We continue to expand our partnerships in the business community and government to address the struggle of employing individuals with criminal records. This includes working with: (1) Alfred C. Koeppe, the Chair of the New Jersey Economic Development Authority and CEO of the Newark Alliance; (2) the Newark Alliance, a non-profit organization of key leaders from New Jersey's major corporations, Newark's higher education community, and civic and non-profit organizations that works to improve Newark's economy and public educational system; (3) William Marino, former President and Chief Executive Officer of Horizon Blue Cross Blue Shield of New Jersey; (4) Sanmar Distribution Center, a maker and distributor of athletic apparel; (5) Legacy Converting, a maker of disposable hand towels; (6) Richard Liebler, President of the Hillside Auto Mall; (7) a coalition of organizations serving veterans with criminal records, including the American Legion and the New Jersey Department of Military and Veterans Affairs; (8) the New Jersey State Parole Board; and (9) the New Jersey Department of Corrections.

We believe that the EEOC and other federal agencies and partners have a similarly vital role in encouraging economic growth by removing barriers to employment of individuals with a criminal record.
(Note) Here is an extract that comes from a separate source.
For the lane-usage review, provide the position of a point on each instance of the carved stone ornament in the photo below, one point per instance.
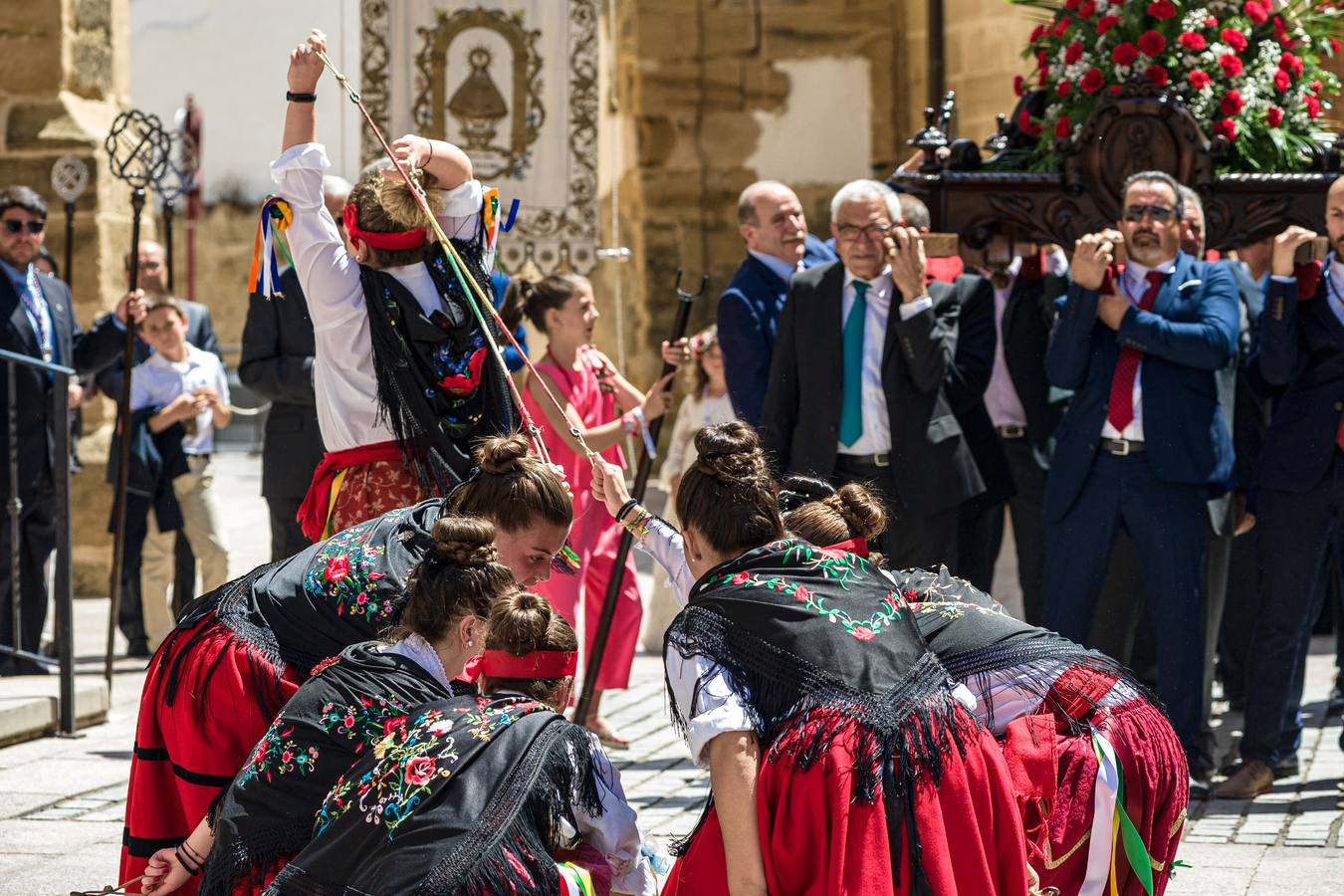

This administration has already recognized the importance of providing second chances.12 To fulfill these goals, we suggest the following strategies to the EEOC: (1) engage the Department of Commerce in this issue; (2) bring the United States Small Business Administration and the National Association of Attorneys General into the conversation; and (3) support research to quantify the harmful effects on economic growth caused by employment barriers for people with criminal records.

A. Engage the Department of Commerce

The U.S. Department of Commerce was needed but not present at the recent cabinet-level Reentry Council Meeting. The Department of Commerce, whose mission encompasses economic development and encouraging business innovation, should play an important part in reentry.13 By partnering with the EEOC, the Department of Commerce could aid in addressing the collateral and economic consequences of criminal records as a civil rights challenge.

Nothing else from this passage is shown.